Lexington doesn’t need license plate readers. We need more investment instead.
When Mayor Gorton and LPD Police Chief Weathers first introduced the “free” pilot program of 25 automatic license plate readers from an out-of-state venture capital-funded startup with no consistent data to back up its claims that their readers prevent crime this past March, councilmembers and the public were skeptical. Could increasing unwarranted police surveillance through a program with no civilian oversight really help with issues Lexingtonians were concerned about, like gun violence and housing? Eager to appear “public safety” focused in an election year, council approved the year-long pilot program, ostensibly to gather enough data to properly assess the program’s effectiveness in preventing crime and the public’s experience of increased police surveillance. Designed to provide us and our elected officials adequate time and data to assess its usefulness and potential harms, the program was slated to last through August, 2023.
Then the election happened, and the makeup of our city council shifted. Less than one month after we voted in the most diverse council in Lexington history, our mayor and police chief brought the license plate reader program back before council to end the pilot program nine months early, so it could be expanded from 25 cameras to 100, all interest in gathering data and gauging public sentiment across a year forgotten. Have the readers improved crime clearance rates? Prevented crime? Has anyone been harmed or put in danger by increased, warrantless policing? We have no idea, but on Tuesday, Dec. 6, our lame duck city council voted overwhelmingly in favor of expansion.
Let us set aside for a moment the fact that these readers relay inaccurate license plate information as much as 7% of the time, putting innocent people in danger. Let us set aside for a moment the vast amount of data that shows police officers routinely abuse surveillance tools. Let us set aside the cost, which is nearly enough to fund a proven anti-gun violence intervention and prevention program that local, grassroots organization, BUILD, has been asking for since 2014. Let us set aside the fact that we have no good data on the good or harm the readers do here in Lexington. Let us set aside our memory of 2020’s massive demonstrations that signified both rage at the police murders of George Floyd and Breonna Taylor and Lexingtonians’ demands for accountability, oversight, and transparency in regards to our police department. Let us even set aside the recommendations from the Mayor’s Commission on Racial Justice and Equality to increase civilian oversight of LPD and the fact that we, the public, will never know whether or not LPD actually follows their own policies regarding the use of the readers, because there is no oversight outside of the police department itself. Let us finally set aside the crush of bad laws currently being passed by regressive, anti-LGBTQ+, and anti-reproductive rights legislatures around the country and here in Kentucky, and the reality that being on the wrong side of these bad laws coupled with increased police surveillance means less safety and increased carcerality for millions of Americans, including quite a few of us here in Lexington.

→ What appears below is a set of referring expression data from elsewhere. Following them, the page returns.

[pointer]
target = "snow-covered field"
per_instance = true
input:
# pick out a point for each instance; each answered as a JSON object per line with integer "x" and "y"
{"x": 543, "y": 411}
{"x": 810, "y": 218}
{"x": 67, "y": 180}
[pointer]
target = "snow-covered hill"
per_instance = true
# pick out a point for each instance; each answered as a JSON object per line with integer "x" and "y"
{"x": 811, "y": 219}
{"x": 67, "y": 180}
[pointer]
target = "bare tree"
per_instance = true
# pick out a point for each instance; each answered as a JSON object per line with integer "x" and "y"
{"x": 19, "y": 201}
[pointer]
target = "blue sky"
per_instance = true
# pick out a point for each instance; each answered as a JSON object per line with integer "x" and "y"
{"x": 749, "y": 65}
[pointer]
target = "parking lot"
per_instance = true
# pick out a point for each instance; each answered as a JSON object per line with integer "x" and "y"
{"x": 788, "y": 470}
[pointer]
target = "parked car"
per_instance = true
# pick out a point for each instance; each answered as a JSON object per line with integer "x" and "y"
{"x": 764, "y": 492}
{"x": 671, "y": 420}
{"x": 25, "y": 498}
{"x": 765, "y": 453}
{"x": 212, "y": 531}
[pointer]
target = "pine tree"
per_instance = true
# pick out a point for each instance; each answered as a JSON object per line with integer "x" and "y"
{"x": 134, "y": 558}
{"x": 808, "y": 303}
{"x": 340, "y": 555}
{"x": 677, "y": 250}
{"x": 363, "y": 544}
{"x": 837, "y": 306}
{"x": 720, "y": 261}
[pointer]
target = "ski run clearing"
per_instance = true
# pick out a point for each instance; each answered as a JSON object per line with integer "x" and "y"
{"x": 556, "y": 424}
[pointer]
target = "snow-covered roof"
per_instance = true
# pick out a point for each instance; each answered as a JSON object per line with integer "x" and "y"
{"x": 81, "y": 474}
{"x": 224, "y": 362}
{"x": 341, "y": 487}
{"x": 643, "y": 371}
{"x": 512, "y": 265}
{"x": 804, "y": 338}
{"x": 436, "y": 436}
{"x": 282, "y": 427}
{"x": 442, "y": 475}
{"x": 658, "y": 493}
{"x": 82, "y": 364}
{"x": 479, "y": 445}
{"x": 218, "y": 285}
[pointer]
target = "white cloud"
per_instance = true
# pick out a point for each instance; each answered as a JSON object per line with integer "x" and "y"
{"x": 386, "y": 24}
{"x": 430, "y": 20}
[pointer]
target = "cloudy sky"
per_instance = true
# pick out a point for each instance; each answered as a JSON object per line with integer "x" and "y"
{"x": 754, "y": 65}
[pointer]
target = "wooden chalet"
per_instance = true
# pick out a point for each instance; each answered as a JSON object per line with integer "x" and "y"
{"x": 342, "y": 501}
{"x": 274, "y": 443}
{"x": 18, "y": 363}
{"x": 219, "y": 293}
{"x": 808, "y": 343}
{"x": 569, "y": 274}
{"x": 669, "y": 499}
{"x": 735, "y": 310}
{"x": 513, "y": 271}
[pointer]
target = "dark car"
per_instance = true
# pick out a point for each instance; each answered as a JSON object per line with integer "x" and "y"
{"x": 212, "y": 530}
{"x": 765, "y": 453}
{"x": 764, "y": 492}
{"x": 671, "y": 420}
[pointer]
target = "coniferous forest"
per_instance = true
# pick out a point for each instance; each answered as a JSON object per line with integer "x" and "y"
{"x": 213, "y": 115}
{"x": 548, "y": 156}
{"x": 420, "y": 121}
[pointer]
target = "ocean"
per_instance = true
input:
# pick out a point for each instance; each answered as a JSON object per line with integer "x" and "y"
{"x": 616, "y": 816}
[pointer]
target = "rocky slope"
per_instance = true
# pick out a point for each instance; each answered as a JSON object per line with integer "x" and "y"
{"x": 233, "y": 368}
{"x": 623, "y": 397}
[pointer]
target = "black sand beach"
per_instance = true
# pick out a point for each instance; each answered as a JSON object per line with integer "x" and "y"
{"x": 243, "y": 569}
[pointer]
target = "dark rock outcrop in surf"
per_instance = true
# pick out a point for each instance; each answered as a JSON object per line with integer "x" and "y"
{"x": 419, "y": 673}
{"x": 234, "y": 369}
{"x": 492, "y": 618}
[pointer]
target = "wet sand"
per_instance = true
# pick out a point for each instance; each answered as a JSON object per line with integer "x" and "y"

Instead, let us center the fact that spending a quarter-million-dollars annually to read license plates is little more than a dog and pony show designed to distract us from the fact that the harm and crime in our city is the result of decades of disinvestment in things like affordable housing, adequate domestic violence services and prevention, anti-poverty measures, substance abuse treatment, and anti-gun-violence programs. What is needed to reduce the harm and crime besieging our city is real investment to counter the conditions out of which crime and harm spring. License plate readers can’t do that, but funding programs and services that meet more of our collective and individual needs can.
Don’t fall for the dog and pony show. We don’t need surveillance; we need investment. Let’s hope our new city council agrees.
Reva Russell English is an organizer, farmer and artist in Lexington.